Prof. Kartik Hosanagar is always looking for new ways to connect with his students. Hosanagar, the John C. Hower Professor of Operations, Information and Decisions, is known for his sense of humor and his outstanding dance skills.
“One thing I generally try to do is not forget that I was once a student and hold on to a little bit of that,” he said. “Sometimes I go in on day one pretending to be another student, and say ‘I heard the professor isn’t any good.’ Then when I start teaching, they have this look.”
“I play some pranks — it’s a good way to connect. It’s important to break the ice.”
Hosanagar also has an unorthodox way of connecting with students outside of class through “walk-and-talk” office hours on his way home to Center City. His students can sign up to walk with him and discuss their ideas or just get to know the professor outside the confines of Huntsman Hall.
“It’s a mentoring kind of relationship. I highly value that time out of the classroom. It’s hard to create such hours in the office and so the walk serves as a more casual way to do that,” he said.
These walk-and-talks give Hosanagar the opportunity to learn from his students, and also for students to get to know him and get advice on career plans.
“We chat about just more general stuff, our interests, our professional interests. Some may have startup ideas that they want to chat about and get feedback on,” he said. “There are instances where some may have job offers that they want to pick my brain about.”
From Entrepreneurship to Academia
Hosanagar enjoys helping his students prepare for their long-term career paths because he understands the twists and turns along the way. He once planned to pursue a career in consulting or entrepreneurship before settling on academia and applying to a PhD program.
“Somewhere in the process, I started to realize how the work of a professor and its academic role were very entrepreneurial in the sense that you define what it’s meant to be, you can shape it into what you want.”
“While a good deal of our lives goes into research, I find that teaching is one where you see the reward immediately, where you teach for four months and you talk to the students and you can see how it affects how they approach things, which is really rewarding,” he said.
Hosanagar regularly draws on his first-hand experience in the startup world. In 2005, he co-founded Yodle, a company providing local online advertising and marketing services, along with two Penn undergrads. Yodle came along at a time when Yellow Pages advertising was giving way to Google searches, when online advertising was still in its infancy.

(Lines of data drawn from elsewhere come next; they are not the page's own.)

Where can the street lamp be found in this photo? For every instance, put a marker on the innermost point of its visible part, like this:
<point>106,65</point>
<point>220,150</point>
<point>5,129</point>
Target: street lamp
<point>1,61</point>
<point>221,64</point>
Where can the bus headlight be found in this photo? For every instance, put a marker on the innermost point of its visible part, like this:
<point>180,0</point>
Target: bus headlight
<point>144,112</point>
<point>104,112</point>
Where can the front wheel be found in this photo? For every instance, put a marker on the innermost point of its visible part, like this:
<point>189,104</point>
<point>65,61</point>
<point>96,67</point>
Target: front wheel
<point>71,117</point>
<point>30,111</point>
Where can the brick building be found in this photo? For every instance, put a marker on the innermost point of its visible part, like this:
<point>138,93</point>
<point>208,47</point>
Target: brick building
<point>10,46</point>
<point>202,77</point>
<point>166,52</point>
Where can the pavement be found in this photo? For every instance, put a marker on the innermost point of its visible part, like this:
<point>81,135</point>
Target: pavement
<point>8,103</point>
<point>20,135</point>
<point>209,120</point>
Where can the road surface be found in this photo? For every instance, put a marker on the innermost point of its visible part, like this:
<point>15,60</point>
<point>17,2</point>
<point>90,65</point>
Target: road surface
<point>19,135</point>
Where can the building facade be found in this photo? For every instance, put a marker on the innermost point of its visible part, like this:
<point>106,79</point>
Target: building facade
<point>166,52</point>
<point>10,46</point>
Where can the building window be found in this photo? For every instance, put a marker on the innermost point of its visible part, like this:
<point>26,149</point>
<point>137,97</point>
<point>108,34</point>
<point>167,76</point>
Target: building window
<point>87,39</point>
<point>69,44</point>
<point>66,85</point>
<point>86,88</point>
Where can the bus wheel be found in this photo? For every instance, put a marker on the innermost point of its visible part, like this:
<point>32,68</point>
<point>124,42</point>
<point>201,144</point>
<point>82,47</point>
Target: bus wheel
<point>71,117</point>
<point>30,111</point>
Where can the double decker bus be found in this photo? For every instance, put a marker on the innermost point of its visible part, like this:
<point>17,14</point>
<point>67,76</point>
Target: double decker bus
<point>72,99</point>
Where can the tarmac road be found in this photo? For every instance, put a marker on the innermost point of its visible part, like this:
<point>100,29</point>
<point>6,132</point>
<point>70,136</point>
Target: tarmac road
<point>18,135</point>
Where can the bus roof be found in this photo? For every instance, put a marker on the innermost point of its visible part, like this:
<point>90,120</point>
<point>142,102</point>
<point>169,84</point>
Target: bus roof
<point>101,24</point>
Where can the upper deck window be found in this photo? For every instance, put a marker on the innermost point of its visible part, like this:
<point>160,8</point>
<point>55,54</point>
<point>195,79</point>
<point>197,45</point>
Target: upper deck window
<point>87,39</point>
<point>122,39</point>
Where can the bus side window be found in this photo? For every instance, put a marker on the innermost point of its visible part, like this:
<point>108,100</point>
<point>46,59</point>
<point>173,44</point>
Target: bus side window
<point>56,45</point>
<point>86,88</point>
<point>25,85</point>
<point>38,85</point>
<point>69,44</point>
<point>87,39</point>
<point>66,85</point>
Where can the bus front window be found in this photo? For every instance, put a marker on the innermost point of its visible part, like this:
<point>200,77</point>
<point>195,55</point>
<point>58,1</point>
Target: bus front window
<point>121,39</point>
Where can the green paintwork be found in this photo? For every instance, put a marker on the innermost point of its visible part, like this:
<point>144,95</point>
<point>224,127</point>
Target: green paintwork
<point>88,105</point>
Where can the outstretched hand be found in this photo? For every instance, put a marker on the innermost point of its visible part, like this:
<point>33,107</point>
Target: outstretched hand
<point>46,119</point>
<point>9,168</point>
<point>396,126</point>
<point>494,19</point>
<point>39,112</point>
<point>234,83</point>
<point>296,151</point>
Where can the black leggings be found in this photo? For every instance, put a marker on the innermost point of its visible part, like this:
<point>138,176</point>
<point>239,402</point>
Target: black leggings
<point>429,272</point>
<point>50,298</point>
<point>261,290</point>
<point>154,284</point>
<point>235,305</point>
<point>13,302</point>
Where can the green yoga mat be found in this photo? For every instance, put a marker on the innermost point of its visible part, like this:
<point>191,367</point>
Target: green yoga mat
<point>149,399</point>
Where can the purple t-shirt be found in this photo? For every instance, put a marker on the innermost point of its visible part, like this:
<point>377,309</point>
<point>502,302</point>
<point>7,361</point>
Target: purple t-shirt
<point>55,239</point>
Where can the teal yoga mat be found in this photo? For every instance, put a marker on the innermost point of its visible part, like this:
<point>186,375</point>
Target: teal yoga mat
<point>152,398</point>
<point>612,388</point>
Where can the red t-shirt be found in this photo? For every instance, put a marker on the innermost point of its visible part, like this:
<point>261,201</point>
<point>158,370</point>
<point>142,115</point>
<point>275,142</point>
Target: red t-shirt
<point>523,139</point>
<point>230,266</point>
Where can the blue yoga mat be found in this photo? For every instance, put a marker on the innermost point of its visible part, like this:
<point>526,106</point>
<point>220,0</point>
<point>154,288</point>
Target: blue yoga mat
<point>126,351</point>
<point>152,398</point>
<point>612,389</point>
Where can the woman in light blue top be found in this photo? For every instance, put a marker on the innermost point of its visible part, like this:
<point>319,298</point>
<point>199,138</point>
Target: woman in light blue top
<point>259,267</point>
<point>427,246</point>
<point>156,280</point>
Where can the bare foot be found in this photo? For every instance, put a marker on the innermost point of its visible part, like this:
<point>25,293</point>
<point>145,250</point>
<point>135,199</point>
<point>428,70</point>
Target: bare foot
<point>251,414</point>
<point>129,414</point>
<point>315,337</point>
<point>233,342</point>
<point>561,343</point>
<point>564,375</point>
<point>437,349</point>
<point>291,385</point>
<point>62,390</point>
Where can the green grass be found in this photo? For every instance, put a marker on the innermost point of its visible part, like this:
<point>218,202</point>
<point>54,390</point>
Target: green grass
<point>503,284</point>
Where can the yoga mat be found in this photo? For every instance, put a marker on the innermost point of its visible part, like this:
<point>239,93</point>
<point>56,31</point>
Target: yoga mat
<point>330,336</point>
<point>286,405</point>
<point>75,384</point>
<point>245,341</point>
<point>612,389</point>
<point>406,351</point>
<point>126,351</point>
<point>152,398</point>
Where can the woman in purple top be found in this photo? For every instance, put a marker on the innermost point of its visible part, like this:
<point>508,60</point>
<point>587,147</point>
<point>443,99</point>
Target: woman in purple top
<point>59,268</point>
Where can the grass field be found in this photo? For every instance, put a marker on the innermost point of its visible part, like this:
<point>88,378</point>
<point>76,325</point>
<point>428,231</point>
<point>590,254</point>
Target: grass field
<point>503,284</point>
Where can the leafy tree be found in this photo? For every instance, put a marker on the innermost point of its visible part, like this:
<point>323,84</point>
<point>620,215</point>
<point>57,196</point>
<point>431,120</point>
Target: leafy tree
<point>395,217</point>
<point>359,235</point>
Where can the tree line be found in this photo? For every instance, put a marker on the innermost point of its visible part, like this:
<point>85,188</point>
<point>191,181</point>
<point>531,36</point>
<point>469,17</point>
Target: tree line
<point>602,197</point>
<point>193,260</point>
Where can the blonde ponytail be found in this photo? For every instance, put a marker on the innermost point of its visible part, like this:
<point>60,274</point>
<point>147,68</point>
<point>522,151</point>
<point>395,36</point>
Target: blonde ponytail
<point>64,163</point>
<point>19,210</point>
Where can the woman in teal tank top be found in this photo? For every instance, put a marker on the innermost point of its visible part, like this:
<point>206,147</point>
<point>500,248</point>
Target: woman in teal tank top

He had already created algorithms that generated useful Google search keywords for any company and then calculated the bid for those keywords in auction. He helped transform Yodle into a marketing platform, which was eventually sold for nearly $350 million to Web.com.
He continues to stay connected to the startup world. Hosanagar meets with student entrepreneurs regularly to give them feedback on their ideas, has served on advisory boards, and has been the seed investor of multiple student companies, including Monetate, RJMetrics, and Custora.
Hosanagar has also developed a bit of a niche among student entrepreneurs. “Given that I’m from India and have an interest in entrepreneurship, a lot of students come and talk to me about it — so much so that, based on the interest, I started a course called Technology and Entrepreneurship in India.”
It’s a Global Modular Course where he takes about 30 students from Wharton to India. They spend a week there at the campus of the India Institute of Management and many of the students, undergraduate and MBA, have moved back to India after graduation to pursue opportunities based on the network they’ve established there through the course.
Keeping Connected and Relevant
Hosanagar’s area of expertise requires constant catch-up with new technologies to keep his Enabling Technologies course current.
“I work with a lot of startups on site at Wharton, and they tend to be at the cutting edge of technology,” he said. “These startups are a good way for me to understand what’s going on in this instant as opposed to what was hot last year.”
He also gets inspiration for new course content from working with the broader Wharton community. To tailor his course to students’ specific interests, he sets aside one or two sessions each semester for discussing topics that students can propose. Lately, artificial intelligence has been a crowd favorite.
While his expertise is in a constantly changing industry, he also tries to keep students focused on the long-term applications. “A lot of students are caught up in their next job. The immediate focus is the job interviews going on. So one of the things I try to do in the course is to give them a sense of what a career in technology or entrepreneurship might be like,” he said.
Hosanagar often brings in former students who have graduated five or 10 years ago to share what their career path has looked like. Some of these students end up in consulting or at a traditional technology company, but some start out in those industries and decide a few years down the line to start their own venture.
“Even if they aren’t working in tech right away — technology touches so many different industries and so many functions today. I try to make sure they get the distinction between building a career as opposed to finding a job,” he said. “Hearing people from different industries speak in a tech course gives the students a sense for how this is relevant from a long-term perspective.”